インパクト付近で手を加速してしまうと、慣性の法則により、ヘッドが後ろに置いてきぼりになってフェースが開いてしまいます。

ヘッドを上から下にたたきつけるようなカット軌道でスイングすると、プレーンが縦(アップライト)になり、横方向(爪先方向)への遠心力が発生しにくくなります。

ダウンスイングで右手が上のイメージで振ると、ヘッドが、グリップエンドよりもアウト側(爪先側)を下りてしまい、パッシブトルクが「逆」向きに発生するため、フェースが開いてしまいます。
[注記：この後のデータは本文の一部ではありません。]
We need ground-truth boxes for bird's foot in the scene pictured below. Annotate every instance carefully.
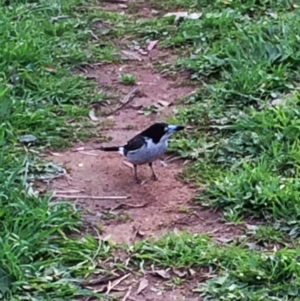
[152,174,158,181]
[135,178,142,184]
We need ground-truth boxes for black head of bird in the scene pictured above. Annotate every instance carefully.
[100,122,184,183]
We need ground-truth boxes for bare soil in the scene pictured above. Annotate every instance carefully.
[48,3,244,301]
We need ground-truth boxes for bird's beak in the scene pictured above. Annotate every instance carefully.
[168,124,184,133]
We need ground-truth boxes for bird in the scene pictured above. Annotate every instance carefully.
[97,122,184,184]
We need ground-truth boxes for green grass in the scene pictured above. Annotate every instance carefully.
[119,73,136,85]
[4,0,300,301]
[0,0,125,300]
[126,0,300,300]
[137,0,300,232]
[131,233,300,301]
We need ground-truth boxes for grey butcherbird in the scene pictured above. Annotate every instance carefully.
[97,122,184,183]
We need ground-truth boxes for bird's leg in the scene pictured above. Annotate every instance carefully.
[133,164,141,184]
[149,162,158,181]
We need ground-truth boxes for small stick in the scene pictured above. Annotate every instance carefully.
[122,286,132,301]
[108,202,150,211]
[106,273,131,294]
[107,87,142,116]
[54,194,130,200]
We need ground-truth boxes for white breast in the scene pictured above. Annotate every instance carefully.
[126,139,168,165]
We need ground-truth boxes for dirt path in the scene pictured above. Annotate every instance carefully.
[48,3,241,301]
[50,51,239,243]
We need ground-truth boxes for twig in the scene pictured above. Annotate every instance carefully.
[106,273,131,294]
[106,87,142,116]
[54,194,130,200]
[108,202,150,211]
[81,275,120,287]
[54,189,84,194]
[122,286,132,301]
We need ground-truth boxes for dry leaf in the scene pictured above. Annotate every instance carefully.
[121,50,143,62]
[189,269,196,276]
[106,273,130,294]
[45,66,56,72]
[173,269,187,278]
[79,151,98,157]
[136,278,149,295]
[50,152,62,157]
[153,270,171,279]
[138,49,148,55]
[123,161,133,169]
[137,230,146,236]
[147,40,158,51]
[164,12,202,23]
[89,109,98,121]
[158,100,170,107]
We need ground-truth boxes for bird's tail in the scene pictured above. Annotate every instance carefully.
[96,146,120,152]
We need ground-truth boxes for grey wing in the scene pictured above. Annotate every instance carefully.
[124,135,146,156]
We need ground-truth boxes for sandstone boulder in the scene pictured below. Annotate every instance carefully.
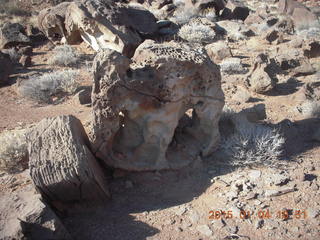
[0,52,13,86]
[206,41,232,62]
[0,126,29,173]
[28,116,109,203]
[247,54,279,93]
[0,23,31,49]
[178,18,217,44]
[66,0,158,57]
[217,20,255,41]
[91,41,224,171]
[0,170,72,240]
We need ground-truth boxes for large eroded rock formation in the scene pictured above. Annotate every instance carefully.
[91,40,224,171]
[28,116,109,203]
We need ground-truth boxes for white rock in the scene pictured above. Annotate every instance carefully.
[197,225,212,237]
[248,170,261,180]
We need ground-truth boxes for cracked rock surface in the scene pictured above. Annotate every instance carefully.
[91,41,224,171]
[65,0,158,57]
[28,115,109,203]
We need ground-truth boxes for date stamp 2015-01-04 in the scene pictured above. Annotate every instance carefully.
[209,209,307,220]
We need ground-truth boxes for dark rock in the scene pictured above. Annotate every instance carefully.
[278,0,320,30]
[91,41,224,171]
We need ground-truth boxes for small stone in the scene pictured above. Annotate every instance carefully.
[255,219,264,229]
[211,219,226,229]
[126,180,133,189]
[197,225,212,237]
[312,128,320,142]
[232,86,251,103]
[253,199,262,206]
[307,208,320,218]
[226,191,238,201]
[220,58,247,74]
[175,206,188,216]
[246,192,258,200]
[189,211,200,224]
[248,170,261,180]
[19,55,32,67]
[230,206,241,218]
[264,187,296,197]
[228,226,239,234]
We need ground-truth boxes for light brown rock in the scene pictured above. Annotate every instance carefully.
[206,41,232,63]
[38,2,70,43]
[91,41,224,171]
[66,0,157,57]
[28,116,109,203]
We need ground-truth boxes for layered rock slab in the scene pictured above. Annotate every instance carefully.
[28,115,109,203]
[91,41,224,171]
[0,170,72,240]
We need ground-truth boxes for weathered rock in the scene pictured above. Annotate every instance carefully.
[278,0,320,30]
[247,54,279,93]
[244,13,265,25]
[38,2,76,43]
[0,170,72,240]
[0,129,28,173]
[206,41,232,63]
[92,41,224,171]
[303,40,320,58]
[19,55,32,67]
[197,225,213,237]
[249,68,275,93]
[185,0,227,16]
[220,57,247,74]
[0,23,31,49]
[66,0,158,57]
[232,86,251,103]
[28,116,109,203]
[217,20,254,41]
[262,29,283,43]
[312,128,320,142]
[178,18,216,44]
[221,0,250,21]
[292,8,320,30]
[0,52,13,86]
[75,86,92,105]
これらを解決するためには、3次元的に(3軸に分解して)クラブを操作する必要があります。

・アルファトルク:グリップスピードを減速させて、ヘッドが目標方向に進む慣性力を与える。

・ベータトルク:切り返しで、下回り(後ろ倒し)方向にクラブを回すことにより、インサイドからヘッドをアタックさせる(合わせて、腰を左に回してインサイドイン軌道にする)。

・ガンマトルク:左手の猫パンチによりシャフトを回転させてフェースを閉じる。

ダウンスイングで、下回り(後ろ倒し)にスイングすることで(ヘッドがグリップよりもインサイド(カカト側))、パッシブトルクが適正に働き、ヘッドがアウト側(爪先側に)放り出されるように動きます。

そして、インサイドからボールにアタックすることで、横方向(爪先方向)に遠心力が発生し、合わせてグリップを自分の体の方向に引っ張ります。

グリップを体の方向に引っ張り(スイングレフト)、遠心力に対抗するように向心力が発生し、ヘッド軌道に対して垂直方向に釣り合いがとれフェース面が安定します(トゥ側の遠心力とヒール側の向心力がつりあう)。

左手の猫パンチでインパクトすることで(親指を右に向けたままインパクトするイメージ)、フェース面が必要以上に閉じすぎない点も、このスイングのメリットの1つです。

 

回転ブランコのイメージで、遠心力と向心力がつりあい、フェースがスクエアになる。